Disse-lhes, pois, Jesus: Quando levantardes o Filho do homem,
então sabereis que Eu sou. (Jo 8:28)
Porque morrestes, e a vossa vida está oculta juntamente com
Cristo, em Deus. Quando Cristo, que é a nossa vida, se manifestar, então vós
também sereis manifestados com Ele, em glória. (Cl 3:3-4)
Pois nele foram criadas todas as cousas, nos céus e sobre a
terra, as visíveis e as invisíveis, sejam trono, sejam soberanias, quer
principados, quer potestades. Tudo foi criado por meio dele e para ele. Ele é
antes de todas as cousas. Nele tudo subsiste. Ele é o cabeça do corpo, da
igreja. Ele é o principio, o primogênito entre os mortos, para em todas as
cousas ter a primazia, porque aprouve a Deus que nele residisse toda a
plenitude, e que, havendo feito a paz pelo sangue da sua cruz, por meio dele
reconciliasse consigo mesmo todas as cousas, quer sobre a terra, quer nos céus.
(Cl 1:16-20)
O conceito e a petição do homem
A dádiva que recebemos da mão de Deus é Seu Filho, Jesus
Cristo.
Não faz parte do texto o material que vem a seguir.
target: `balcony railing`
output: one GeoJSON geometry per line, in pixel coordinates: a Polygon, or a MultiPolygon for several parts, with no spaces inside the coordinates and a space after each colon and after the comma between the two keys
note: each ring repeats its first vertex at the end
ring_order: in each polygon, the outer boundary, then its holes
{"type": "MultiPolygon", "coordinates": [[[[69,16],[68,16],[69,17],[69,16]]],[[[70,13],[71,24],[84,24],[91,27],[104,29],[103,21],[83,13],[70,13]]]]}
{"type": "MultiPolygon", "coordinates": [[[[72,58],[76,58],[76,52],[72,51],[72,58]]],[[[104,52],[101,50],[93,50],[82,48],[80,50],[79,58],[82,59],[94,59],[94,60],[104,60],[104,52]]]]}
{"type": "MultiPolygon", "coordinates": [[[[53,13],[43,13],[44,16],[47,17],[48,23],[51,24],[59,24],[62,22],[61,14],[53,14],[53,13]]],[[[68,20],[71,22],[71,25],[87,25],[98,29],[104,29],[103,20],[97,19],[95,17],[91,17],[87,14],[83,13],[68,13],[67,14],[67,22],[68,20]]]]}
No entanto, bastante variada é a compreensão de muitos com respeito ao
Senhor Jesus. Se você me permite dizer, dentre os filhos de Deus alguns
consideram o Senhor Jesus como uma dádiva de Deus, enquanto que outros O
apreciam como a única dádiva de Deus. Alguns recebem o Senhor Jesus como sua
própria dádiva, pois crêem que há muitas dádivas além Dele - dádivas que podem
passar por milhares ou dezenas de milhares de números; enquanto que outros
confessam o Senhor Jesus como o dom de Deus, ou seja, Ele é o único dom de
Deus.
Muitos recebem o Senhor Jesus e são, então, salvos. Mais tarde,
porém, aprendem que ainda possuem muitas deficiências e necessidades. Alguns
podem descobrir que seu temperamento irascível persiste mesmo após serem salvos;
outros notam que seu orgulho os segue; enquanto outros percebem que sua covardia
permanece com eles.
Na experiência dos filhos de Deus é freqüentemente observado
que muitos, após terem sido salvos, perguntam, esperam, crêem e oram diante de
Deus com respeito a muitas dádivas, as quais eles recebem no devido tempo. E
eles numeram a Cristo entre as fileiras dessas muitas dádivas considerando-O
como umas das dádivas de Deus apesar de admitirem que Ele é o primeiro e Aquele
que vai à frente dos dons de Deus. É bastante surpreendente que notamos nossas
necessidades quando começamos a seguir ao Senhor. No entanto, não somos nós já
cristãos? Por que, então, deveríamos estar necessitados? No entanto é assim que
nos sentimos de fato. Somos novos cristãos mas com deficiências, elas não são
apropriadas, portanto nós lutamos para tratar com elas.
Nós oramos e esperamos, cremos e desejamos, e mais ainda,
obtemos o que necessitamos. E certamente sentimos bem quando vencemos nossa
deficiência especial. Nosso coração se regozija no fato de que obtivemos uma
dádiva.
Ora, neste tipo de situação muitos filhos de Deus compreendem o
dom e a graça de Deus, compreendem a graça de Deus como aquilo que reabastece a
nossa necessidade. Na verdade, um certo número de pessoas provavelmente dirá:
para o que mais é a graça de Deus, se não é para preencher a nossa falta? Eu
tenho aqui uma Bíblia com mil páginas. Está faltando a página que pede a Deus
para me reabastecer com Sua graça (se de fato existe tal página). Em outras
palavras, o que me falta são apenas pedaços, mas serei completo quando este
pedaço for preenchido. Algumas pessoas precisam de dez pedaços porque é disto
que têm falta. Meu amor pessoal é provavelmente quase perfeito, apesar de que
seria ainda melhor se um pouco de humildade e de paciência fossem adicionados.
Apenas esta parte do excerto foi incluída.